The response is partly a testament to who Paylor is, he said. “You’ll never meet another person like him,” he says. “He’ll shoot you a big smile and a handshake. I’m close to everyone on the team, but the connection you make with Rob is immediate.”

Paylor said the support motivates him.  “It’s just huge that so many people are rooting for me,” he says. “When I’m having dark times and feeling sorry for myself, I have all of these people who believe in me. It’s infectious. It keeps me going.”

A junior at Berkeley Haas, Paylor intends to get his MBA after he graduates. (UC Berkeley photo by Brittany Hosea-Small)

For Paylor, getting into Berkeley Haas as a junior was a life goal. His parents, who live in El Dorado Hills, California, both work in business, and he has decided to follow in their footsteps. And rugby, he says, has a lot in common with business. “In rugby, you graduate with a Ph.D. in teams,” he explains.

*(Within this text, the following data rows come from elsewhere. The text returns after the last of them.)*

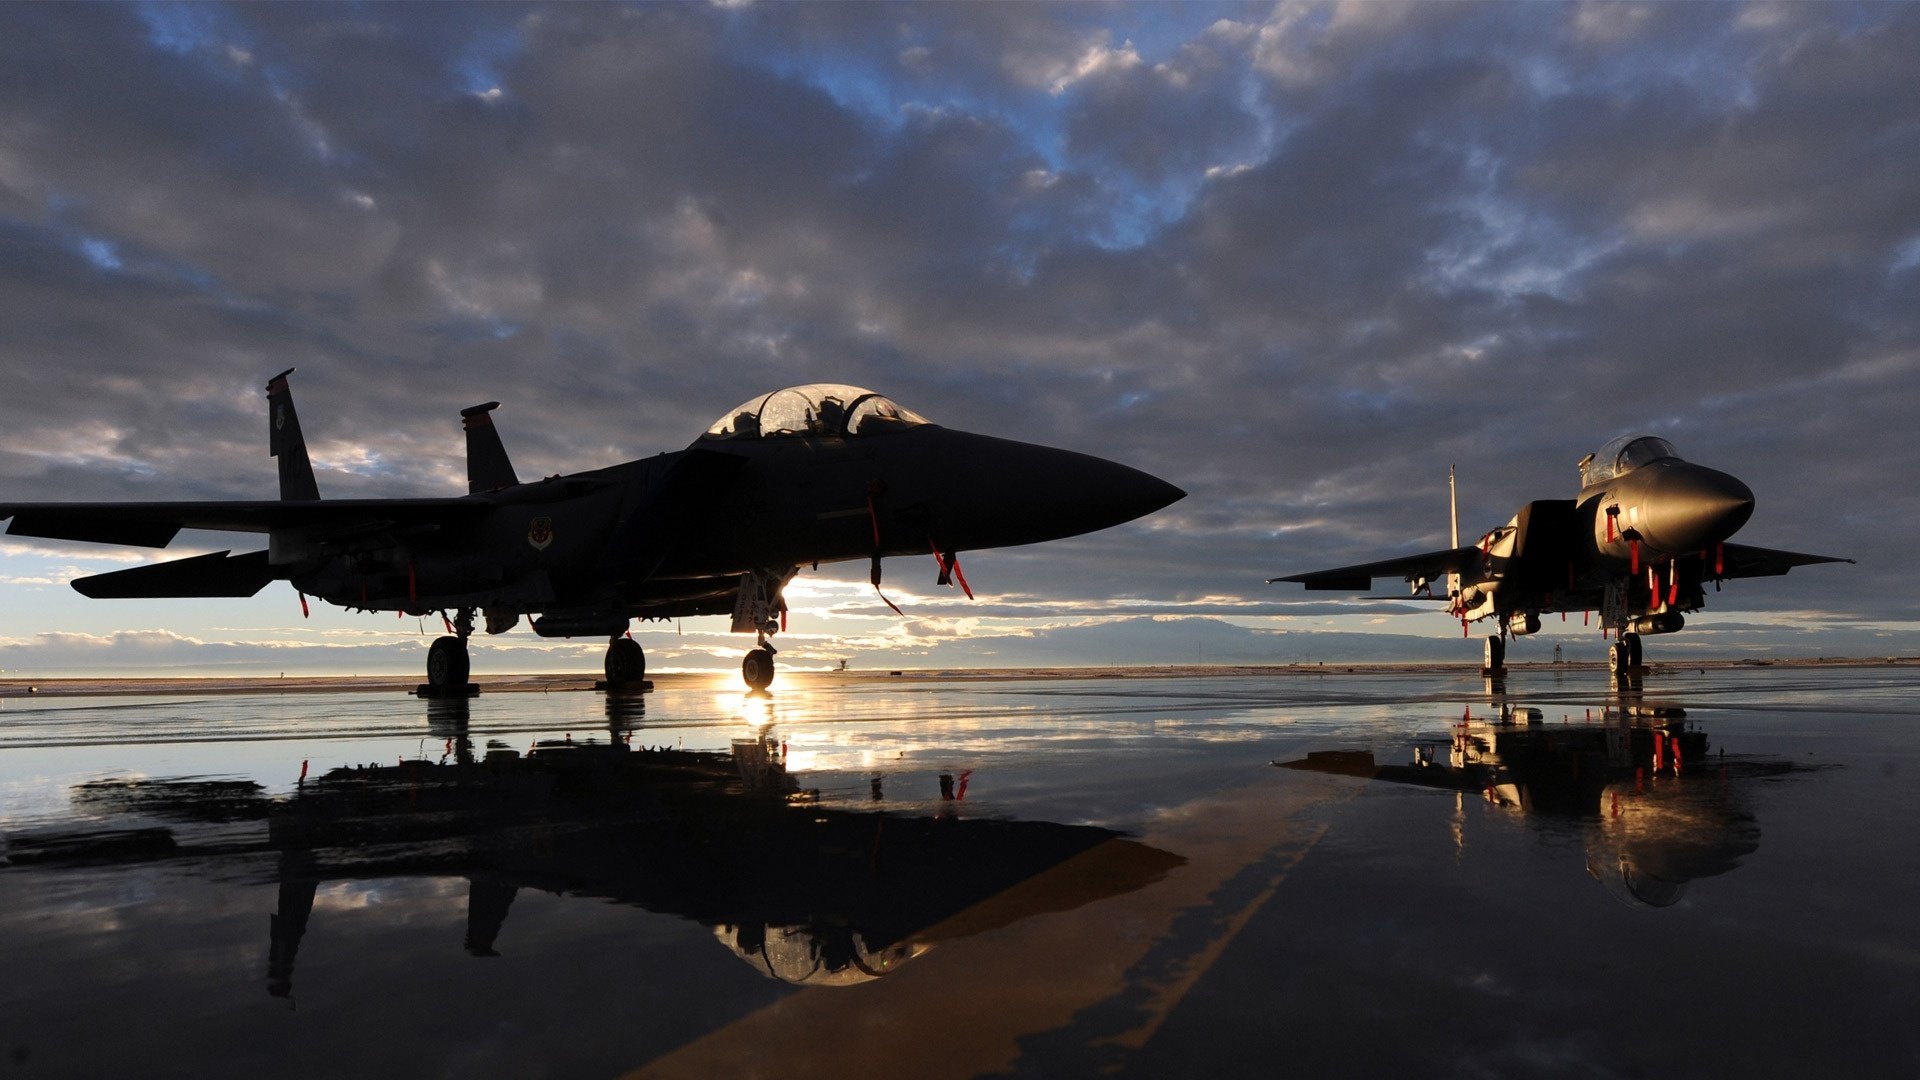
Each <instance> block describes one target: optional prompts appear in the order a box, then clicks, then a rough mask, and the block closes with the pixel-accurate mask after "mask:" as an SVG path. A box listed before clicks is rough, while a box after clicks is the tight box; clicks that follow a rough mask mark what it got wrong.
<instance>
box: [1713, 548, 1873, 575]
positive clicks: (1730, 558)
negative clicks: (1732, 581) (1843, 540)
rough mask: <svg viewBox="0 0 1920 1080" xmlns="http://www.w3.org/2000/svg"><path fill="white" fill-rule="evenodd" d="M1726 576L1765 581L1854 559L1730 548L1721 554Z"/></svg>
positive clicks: (1767, 550)
mask: <svg viewBox="0 0 1920 1080" xmlns="http://www.w3.org/2000/svg"><path fill="white" fill-rule="evenodd" d="M1722 559H1724V575H1722V577H1730V578H1764V577H1780V575H1784V573H1788V571H1791V569H1793V567H1811V565H1814V563H1851V561H1853V559H1843V557H1839V555H1807V553H1801V552H1780V550H1774V548H1751V546H1747V544H1728V546H1726V548H1724V550H1722Z"/></svg>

Over the summer, after he finished intense neurorehabilitation at Craig Hospital in Colorado, Paylor interned in operations at Intel Corp. Now, he’s enjoying the breadth of the subject matter in his classes — from lecturer Suneel Udpa’s accounting course to lecturer Arturo Perez-Reyes’ business communications course, where he’s learning why soft skills are important in business.

While Paylor isn’t sure what he’ll do after graduation, an MBA is part of the plan.

Business is a perfect path for Paylor, Clark says. “A lot of cognitive smarts come out of business schools — but if they want someone with grit and smarts, he’s a combination,” the coach says. “Something tells me that this guy will go on to do something really phenomenal.”